In the exemplary embodiments, the present invention has been illustrated
according to several drilling-related structures. Those skilled in the
art, however, will appreciate that there may be other bits and
drilling-related structures, such as percussion or impact bits, vibration
bits, coring bits, and in-line drill string tools in addition to those
referenced above where this invention may have applicability. Moreover,
the size, shape, and/or configuration thereof may vary according to design
parameters without departing from the spirit of the present invention.
Further, the invention may be practiced on non-bladed drill bits, the term
"blade" as used herein intended as exemplary and not limiting, the
invention having applicability to any drilling-related structure employing
a junk slot or other channel for passage of fluid therethrough defined by
radially-extending body segments. As noted, recirculation channels may be
internal to the bit, as may the primary channels or internal "junk slots"
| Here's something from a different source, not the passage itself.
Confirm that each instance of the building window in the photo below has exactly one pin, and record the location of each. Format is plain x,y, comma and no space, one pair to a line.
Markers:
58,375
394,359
in bits according to U.S. Pat. No. 5,199,511 to Tibbitts, assigned to the
assignee of the present invention. Moreover, although this invention has
been described with respect to steel and matrix-type bits, those skilled
in the art will appreciate this invention's applicability to drill bits
manufactured from other suitable materials and by processes other than
those disclosed herein, including layered manufacturing processes such as
are disclosed in U.S. Pat. No. 5,433,280 to Smith and assigned to the
assignee of the present invention. It will also be appreciated by one of
ordinary skill in the art that one or more features of any of the
illustrated embodiments may be combined with one or more features from
another to form yet another combination within the scope of the invention
as described and claimed herein. Thus, while certain representative
embodiments and details have been shown for purposes of illustrating the
invention, it will be apparent to those skilled in the art that various
changes in the invention disclosed herein may be made without departing
from the scope of the invention, which is defined in the appended claims.